The prospects for construction are worsening, that’s the picture painted by the latest set of main industry forecasts.

Even the least pessimistic of the forecasts, from Leading Edge, at best suggests the industry now looks to be facing two years of a second dip into recession.

Hewes, which remains the most pessimistic of the forecasters, finds little reason to suggest that the industry will still be plunging in 2013, while the Construction Products Association forecasters reckon the industry will not see annual growth until 2014.

All but Experian trimmed their forecasts for industry output this time around. And the reasons Experian shaded its up were in large part technical.

Behind the edging down of the forecasts is a view that the prospects for the private sector have deteriorated. With deep public sector cuts, the industry will be relying on buoyancy in the private sector to avoid a very deep second dip to this depression.

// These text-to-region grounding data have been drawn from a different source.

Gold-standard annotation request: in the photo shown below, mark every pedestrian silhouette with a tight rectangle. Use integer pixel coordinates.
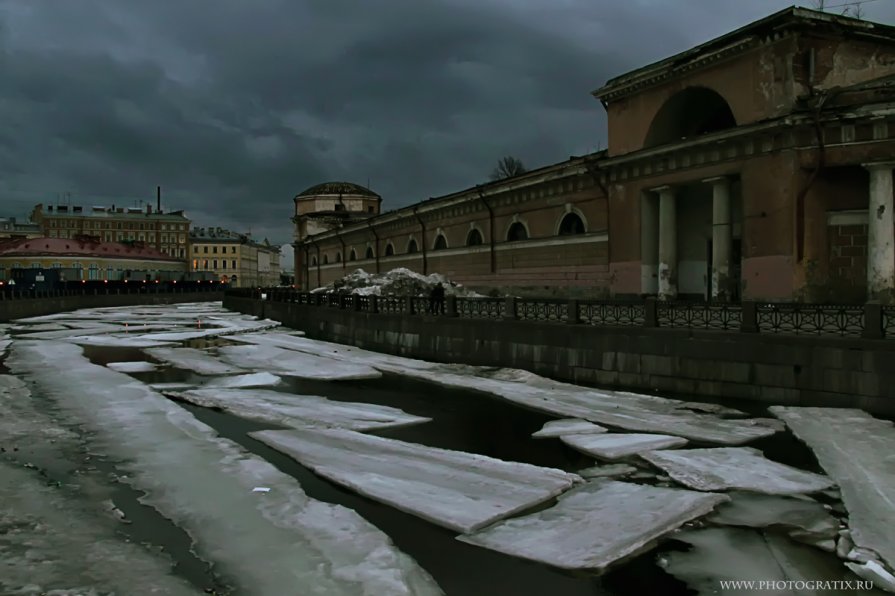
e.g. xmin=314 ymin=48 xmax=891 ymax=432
xmin=428 ymin=283 xmax=446 ymax=315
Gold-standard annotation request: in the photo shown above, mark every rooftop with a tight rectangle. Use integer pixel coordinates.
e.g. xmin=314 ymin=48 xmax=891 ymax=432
xmin=0 ymin=236 xmax=182 ymax=262
xmin=296 ymin=181 xmax=381 ymax=199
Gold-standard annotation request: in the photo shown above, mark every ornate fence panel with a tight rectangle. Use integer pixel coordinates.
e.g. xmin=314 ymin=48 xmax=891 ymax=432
xmin=411 ymin=297 xmax=429 ymax=315
xmin=756 ymin=303 xmax=864 ymax=337
xmin=456 ymin=297 xmax=505 ymax=319
xmin=657 ymin=302 xmax=742 ymax=331
xmin=355 ymin=296 xmax=371 ymax=311
xmin=516 ymin=299 xmax=568 ymax=322
xmin=377 ymin=296 xmax=407 ymax=315
xmin=579 ymin=301 xmax=646 ymax=327
xmin=883 ymin=306 xmax=895 ymax=340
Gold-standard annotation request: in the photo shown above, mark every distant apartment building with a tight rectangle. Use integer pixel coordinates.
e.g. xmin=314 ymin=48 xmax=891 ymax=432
xmin=0 ymin=217 xmax=42 ymax=239
xmin=30 ymin=202 xmax=190 ymax=260
xmin=189 ymin=227 xmax=280 ymax=287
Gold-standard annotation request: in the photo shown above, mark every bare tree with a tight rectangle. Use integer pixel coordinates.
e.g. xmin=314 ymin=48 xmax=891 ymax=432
xmin=490 ymin=156 xmax=527 ymax=181
xmin=842 ymin=3 xmax=865 ymax=18
xmin=810 ymin=0 xmax=826 ymax=9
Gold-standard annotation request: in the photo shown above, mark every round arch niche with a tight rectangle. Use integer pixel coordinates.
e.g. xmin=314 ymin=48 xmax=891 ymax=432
xmin=644 ymin=87 xmax=736 ymax=148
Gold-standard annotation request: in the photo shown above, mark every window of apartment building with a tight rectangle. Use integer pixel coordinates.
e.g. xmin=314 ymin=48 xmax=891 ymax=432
xmin=203 ymin=259 xmax=208 ymax=269
xmin=88 ymin=264 xmax=99 ymax=280
xmin=31 ymin=262 xmax=40 ymax=269
xmin=213 ymin=246 xmax=218 ymax=254
xmin=51 ymin=263 xmax=62 ymax=269
xmin=138 ymin=234 xmax=145 ymax=241
xmin=179 ymin=248 xmax=184 ymax=258
xmin=106 ymin=266 xmax=114 ymax=280
xmin=203 ymin=246 xmax=208 ymax=254
xmin=231 ymin=260 xmax=236 ymax=269
xmin=162 ymin=224 xmax=168 ymax=231
xmin=231 ymin=247 xmax=236 ymax=254
xmin=139 ymin=223 xmax=145 ymax=230
xmin=213 ymin=260 xmax=218 ymax=269
xmin=179 ymin=235 xmax=184 ymax=242
xmin=222 ymin=260 xmax=227 ymax=270
xmin=49 ymin=230 xmax=58 ymax=238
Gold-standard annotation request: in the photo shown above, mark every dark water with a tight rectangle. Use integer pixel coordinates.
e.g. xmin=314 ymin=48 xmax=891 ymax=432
xmin=22 ymin=338 xmax=842 ymax=596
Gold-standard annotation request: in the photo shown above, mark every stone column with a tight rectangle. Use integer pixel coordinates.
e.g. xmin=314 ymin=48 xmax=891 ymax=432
xmin=654 ymin=186 xmax=677 ymax=300
xmin=640 ymin=192 xmax=659 ymax=295
xmin=864 ymin=162 xmax=895 ymax=303
xmin=705 ymin=176 xmax=733 ymax=301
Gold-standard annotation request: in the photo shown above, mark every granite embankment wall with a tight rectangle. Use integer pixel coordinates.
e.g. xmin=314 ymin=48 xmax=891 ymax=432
xmin=0 ymin=292 xmax=225 ymax=322
xmin=224 ymin=295 xmax=895 ymax=416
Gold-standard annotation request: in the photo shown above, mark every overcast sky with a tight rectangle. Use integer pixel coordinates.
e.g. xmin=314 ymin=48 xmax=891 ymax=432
xmin=2 ymin=0 xmax=893 ymax=249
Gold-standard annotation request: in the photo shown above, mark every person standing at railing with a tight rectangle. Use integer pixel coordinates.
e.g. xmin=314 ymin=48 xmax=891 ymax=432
xmin=428 ymin=283 xmax=445 ymax=315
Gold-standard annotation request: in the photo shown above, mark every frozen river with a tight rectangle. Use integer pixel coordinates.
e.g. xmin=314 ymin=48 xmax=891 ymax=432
xmin=1 ymin=302 xmax=893 ymax=595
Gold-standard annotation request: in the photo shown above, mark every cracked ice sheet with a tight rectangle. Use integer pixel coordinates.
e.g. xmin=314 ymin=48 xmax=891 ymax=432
xmin=145 ymin=347 xmax=246 ymax=375
xmin=641 ymin=448 xmax=835 ymax=495
xmin=771 ymin=406 xmax=895 ymax=572
xmin=169 ymin=388 xmax=430 ymax=431
xmin=251 ymin=428 xmax=582 ymax=534
xmin=229 ymin=333 xmax=779 ymax=445
xmin=532 ymin=418 xmax=607 ymax=438
xmin=129 ymin=317 xmax=280 ymax=342
xmin=107 ymin=361 xmax=158 ymax=373
xmin=458 ymin=480 xmax=727 ymax=572
xmin=708 ymin=491 xmax=838 ymax=538
xmin=663 ymin=527 xmax=874 ymax=596
xmin=0 ymin=461 xmax=199 ymax=596
xmin=8 ymin=342 xmax=442 ymax=596
xmin=561 ymin=433 xmax=688 ymax=460
xmin=218 ymin=344 xmax=382 ymax=381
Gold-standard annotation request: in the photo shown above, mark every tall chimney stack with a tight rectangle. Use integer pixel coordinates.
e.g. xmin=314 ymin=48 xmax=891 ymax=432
xmin=157 ymin=186 xmax=161 ymax=213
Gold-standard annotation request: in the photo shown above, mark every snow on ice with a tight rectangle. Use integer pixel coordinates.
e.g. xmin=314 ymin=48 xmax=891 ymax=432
xmin=229 ymin=332 xmax=780 ymax=445
xmin=145 ymin=347 xmax=247 ymax=375
xmin=531 ymin=418 xmax=607 ymax=438
xmin=250 ymin=427 xmax=582 ymax=533
xmin=771 ymin=406 xmax=895 ymax=576
xmin=201 ymin=372 xmax=282 ymax=389
xmin=641 ymin=448 xmax=835 ymax=495
xmin=170 ymin=388 xmax=430 ymax=431
xmin=561 ymin=433 xmax=688 ymax=460
xmin=576 ymin=464 xmax=638 ymax=479
xmin=8 ymin=341 xmax=442 ymax=596
xmin=458 ymin=480 xmax=727 ymax=572
xmin=106 ymin=361 xmax=159 ymax=373
xmin=218 ymin=344 xmax=382 ymax=381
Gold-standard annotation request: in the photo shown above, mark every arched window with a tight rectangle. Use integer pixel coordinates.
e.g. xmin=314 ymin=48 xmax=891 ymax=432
xmin=644 ymin=87 xmax=736 ymax=148
xmin=506 ymin=222 xmax=528 ymax=242
xmin=335 ymin=252 xmax=342 ymax=263
xmin=407 ymin=238 xmax=418 ymax=254
xmin=365 ymin=246 xmax=374 ymax=259
xmin=88 ymin=264 xmax=99 ymax=280
xmin=385 ymin=243 xmax=395 ymax=256
xmin=433 ymin=234 xmax=448 ymax=250
xmin=558 ymin=213 xmax=586 ymax=236
xmin=466 ymin=228 xmax=484 ymax=246
xmin=312 ymin=256 xmax=318 ymax=266
xmin=349 ymin=249 xmax=357 ymax=262
xmin=323 ymin=254 xmax=329 ymax=265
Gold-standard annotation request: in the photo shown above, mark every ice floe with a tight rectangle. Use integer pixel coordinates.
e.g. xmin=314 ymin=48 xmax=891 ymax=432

Clearly the views vary among the forecasters over how much dynamism the private sector has, but it seems that recent economic events have led the forecasters to downgrade their expectations, particularly for commercial and private house building.

But it must be borne in mind that comparisons with previous forecasts are somewhat fraught because there have been various significant revisions made to the official data of late.

That said the downside risks highlighted do now look more severe, with the Greek debt crisis casting a nasty black shadow over the forecasters central view of the prospects for construction.